Wednesday, August 17, 2011

A Childhood Poem

Do you remember the Cam Jansen book series about a little girl who solved crimes with her photographic memory?  She'd blink her eyes and take "pictures" of things she wanted to remember.  I read her stories as a girl and remember wishing I had a photographic memory, and making a point to soak in the things I wanted to keep—the sound of my mom singing on a Sunday morning at church, the smell of my dad's cologne when he dropped me off after one of his weekends. 

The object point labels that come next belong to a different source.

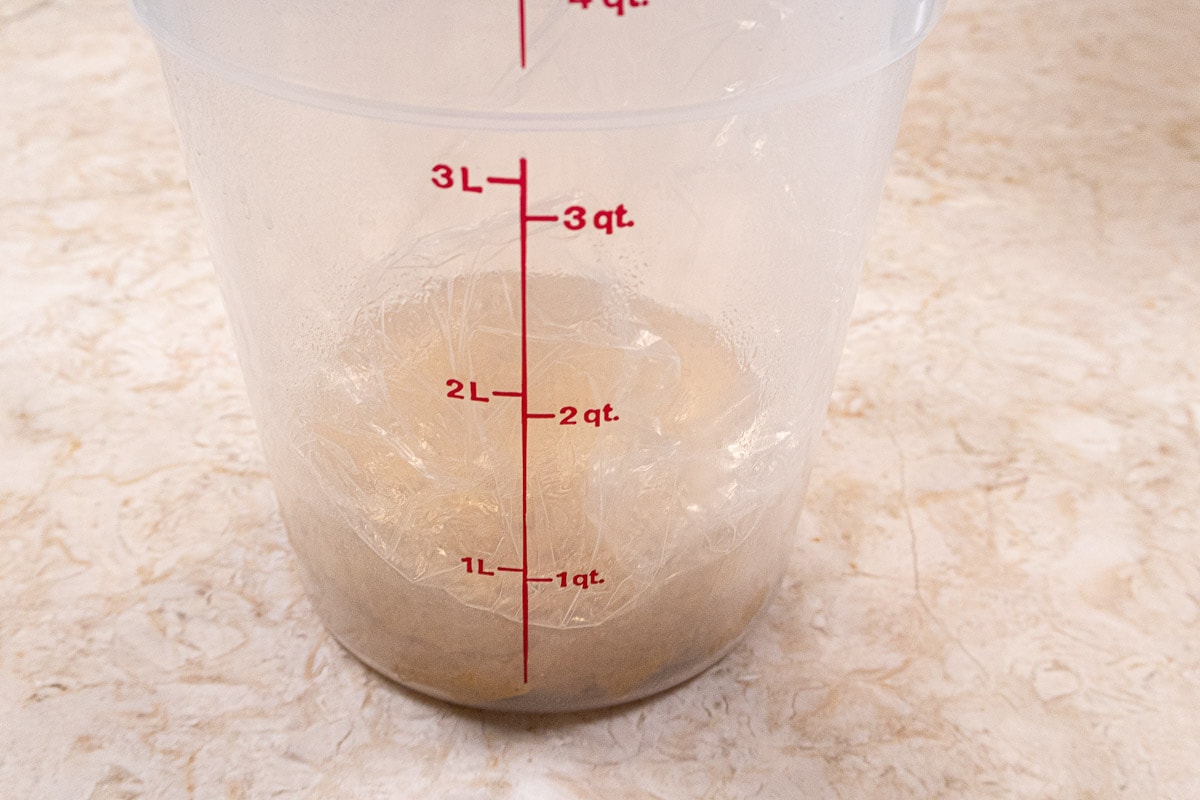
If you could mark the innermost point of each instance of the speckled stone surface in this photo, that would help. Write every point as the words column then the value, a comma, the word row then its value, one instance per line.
column 996, row 588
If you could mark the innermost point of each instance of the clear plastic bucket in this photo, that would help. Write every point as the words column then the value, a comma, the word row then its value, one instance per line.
column 539, row 305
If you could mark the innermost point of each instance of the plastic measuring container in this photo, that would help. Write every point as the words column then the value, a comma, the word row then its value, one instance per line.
column 539, row 305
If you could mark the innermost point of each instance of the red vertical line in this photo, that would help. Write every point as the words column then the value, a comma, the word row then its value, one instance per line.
column 521, row 14
column 525, row 426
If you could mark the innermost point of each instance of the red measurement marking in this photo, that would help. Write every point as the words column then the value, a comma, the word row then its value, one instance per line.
column 521, row 22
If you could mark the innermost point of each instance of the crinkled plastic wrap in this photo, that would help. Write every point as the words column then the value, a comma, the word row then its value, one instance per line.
column 653, row 522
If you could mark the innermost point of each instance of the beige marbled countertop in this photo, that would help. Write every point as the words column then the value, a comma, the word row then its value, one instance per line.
column 996, row 589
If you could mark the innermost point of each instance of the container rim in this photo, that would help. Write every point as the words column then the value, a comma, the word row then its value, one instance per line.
column 532, row 121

I think that's part of the reason most of my poems are memories.  It may also be why I ended up in Memory Keeping at Hallmark.

I thought it would be appropriate for the first poem I post to be a memory poem.  So, here’s a poem about transitioning from child to adult.

Peninsula at Raintree Lake

I ran away with Black Beauty
to a pine-tree-lined isle
behind my father’s house,
my back against a pine’s trunk. 
Needles stuck through my jeans
and sap glued pages together,
but it was my sanctuary.

I took engagement pictures
between those pines years later—
we leaned against their sturdy trunks,
smiled into our future,
and they shaded a welcome
for our marriage.

I heard they drooped with disease
a year ago and were cut down.
I haven’t returned to see
their remaining stumps surrounded
by weeds and dead needles.
I prefer to imagine them tall,
and me, secure in their shaded shelter.

1 comment:

Sheryl said...

Beautiful, Lindsay! I actually got a little misty-eyed. Looking forward to reading more of your poetry.